Wednesday, March 30, 2005

That ever-reliable grammar check

A University of Washington student turns in a paper riddled with grammatical errors. Her professor rightly chides her, but she rolls out (what she thinks is) a good defense: She ran the paper through Microsoft Word's grammar check.

So the marketing and e-commerce prof took his chiding to Microsoft and said: "Microsoft the company should big improve Word grammar check." Word had no problem with that.

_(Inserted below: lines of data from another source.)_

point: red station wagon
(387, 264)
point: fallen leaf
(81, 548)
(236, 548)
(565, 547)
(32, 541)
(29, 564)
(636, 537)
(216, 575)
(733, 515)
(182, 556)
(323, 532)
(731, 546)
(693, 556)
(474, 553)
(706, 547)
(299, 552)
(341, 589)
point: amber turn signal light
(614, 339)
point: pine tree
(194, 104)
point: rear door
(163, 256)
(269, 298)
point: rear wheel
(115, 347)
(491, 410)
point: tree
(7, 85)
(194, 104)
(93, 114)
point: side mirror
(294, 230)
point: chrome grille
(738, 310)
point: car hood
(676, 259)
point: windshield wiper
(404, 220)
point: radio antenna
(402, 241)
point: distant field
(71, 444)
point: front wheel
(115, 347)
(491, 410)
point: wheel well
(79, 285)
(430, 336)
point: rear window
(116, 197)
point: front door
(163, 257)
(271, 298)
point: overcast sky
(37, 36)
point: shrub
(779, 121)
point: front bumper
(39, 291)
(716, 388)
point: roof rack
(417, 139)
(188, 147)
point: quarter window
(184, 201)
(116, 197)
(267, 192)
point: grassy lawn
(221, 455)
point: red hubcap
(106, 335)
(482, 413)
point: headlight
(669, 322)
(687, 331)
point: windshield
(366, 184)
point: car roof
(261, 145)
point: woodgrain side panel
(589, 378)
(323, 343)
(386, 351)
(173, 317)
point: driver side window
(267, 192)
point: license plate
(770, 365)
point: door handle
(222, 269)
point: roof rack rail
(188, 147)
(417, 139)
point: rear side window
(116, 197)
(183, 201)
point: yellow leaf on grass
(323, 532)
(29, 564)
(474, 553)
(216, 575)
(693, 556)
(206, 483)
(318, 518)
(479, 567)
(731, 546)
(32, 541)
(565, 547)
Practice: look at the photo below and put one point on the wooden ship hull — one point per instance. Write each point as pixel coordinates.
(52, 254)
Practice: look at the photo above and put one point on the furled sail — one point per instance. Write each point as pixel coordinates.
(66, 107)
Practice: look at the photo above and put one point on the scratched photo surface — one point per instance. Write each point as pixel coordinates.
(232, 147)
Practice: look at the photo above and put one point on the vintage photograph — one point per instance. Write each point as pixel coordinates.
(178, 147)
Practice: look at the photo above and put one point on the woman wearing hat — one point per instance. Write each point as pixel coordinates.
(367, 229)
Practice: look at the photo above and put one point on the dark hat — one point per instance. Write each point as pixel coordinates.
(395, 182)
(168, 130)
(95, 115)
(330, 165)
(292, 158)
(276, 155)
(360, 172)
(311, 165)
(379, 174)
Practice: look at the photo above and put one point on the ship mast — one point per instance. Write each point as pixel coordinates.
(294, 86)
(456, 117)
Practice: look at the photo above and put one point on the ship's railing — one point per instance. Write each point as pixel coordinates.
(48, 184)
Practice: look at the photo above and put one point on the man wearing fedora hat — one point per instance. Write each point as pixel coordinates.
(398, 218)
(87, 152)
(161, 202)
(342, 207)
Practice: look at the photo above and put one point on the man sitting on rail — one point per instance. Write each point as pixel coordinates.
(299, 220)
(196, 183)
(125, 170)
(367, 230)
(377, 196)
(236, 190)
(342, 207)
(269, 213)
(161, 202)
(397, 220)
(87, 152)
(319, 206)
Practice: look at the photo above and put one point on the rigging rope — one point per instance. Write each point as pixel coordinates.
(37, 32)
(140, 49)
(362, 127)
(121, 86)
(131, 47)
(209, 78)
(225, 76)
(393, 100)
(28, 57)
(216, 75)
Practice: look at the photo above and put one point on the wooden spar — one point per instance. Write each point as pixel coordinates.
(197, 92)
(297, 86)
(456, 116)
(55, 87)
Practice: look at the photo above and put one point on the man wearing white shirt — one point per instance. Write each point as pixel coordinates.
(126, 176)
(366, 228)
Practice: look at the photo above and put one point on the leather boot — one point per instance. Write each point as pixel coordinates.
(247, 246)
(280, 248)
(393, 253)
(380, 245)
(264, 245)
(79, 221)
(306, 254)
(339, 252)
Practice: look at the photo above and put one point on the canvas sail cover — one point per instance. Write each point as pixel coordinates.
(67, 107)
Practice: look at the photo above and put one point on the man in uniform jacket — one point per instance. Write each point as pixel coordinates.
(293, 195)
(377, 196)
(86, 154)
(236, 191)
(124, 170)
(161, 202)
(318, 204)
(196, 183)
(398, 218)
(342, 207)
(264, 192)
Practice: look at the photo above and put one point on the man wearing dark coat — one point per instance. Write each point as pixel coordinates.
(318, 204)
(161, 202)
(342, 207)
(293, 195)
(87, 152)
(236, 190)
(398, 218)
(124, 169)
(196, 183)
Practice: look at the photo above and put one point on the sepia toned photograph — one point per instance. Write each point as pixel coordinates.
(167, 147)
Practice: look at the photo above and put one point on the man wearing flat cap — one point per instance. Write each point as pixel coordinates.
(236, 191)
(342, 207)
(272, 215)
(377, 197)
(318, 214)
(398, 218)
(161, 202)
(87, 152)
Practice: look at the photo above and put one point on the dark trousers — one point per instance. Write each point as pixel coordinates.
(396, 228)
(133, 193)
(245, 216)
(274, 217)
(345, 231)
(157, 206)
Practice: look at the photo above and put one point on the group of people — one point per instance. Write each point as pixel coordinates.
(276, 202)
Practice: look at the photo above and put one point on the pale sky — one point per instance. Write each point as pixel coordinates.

But don't be too hard on Sandeep Krishnamurthy. He's also trying to get the word out to students.
"If you're a grad student turning in your term paper, and you think grammar check has completely checked your paper, I have news for you -- it really hasn't," he said.
An article in the Seattle Post-Intelligencer includes some passages the professor has gotten through the grammar check unflagged:
Marketing are bad for brand big and small. You Know What I am Saying? It is no wondering that advertisings are bad for company in America, Chicago and Germany. ... McDonald's and Coca Cola are good brand. ... Gates do good marketing job in Microsoft.
People seem to agree that the grammar check in Work can improve quite a bit. However, said Christopher Manning, assistant professor of linguistics and computer science at Stanford University, "it still wouldn't be as good as a good human editor."

Krishnamurthy has some examples of errors that fly by undetected on his Web page.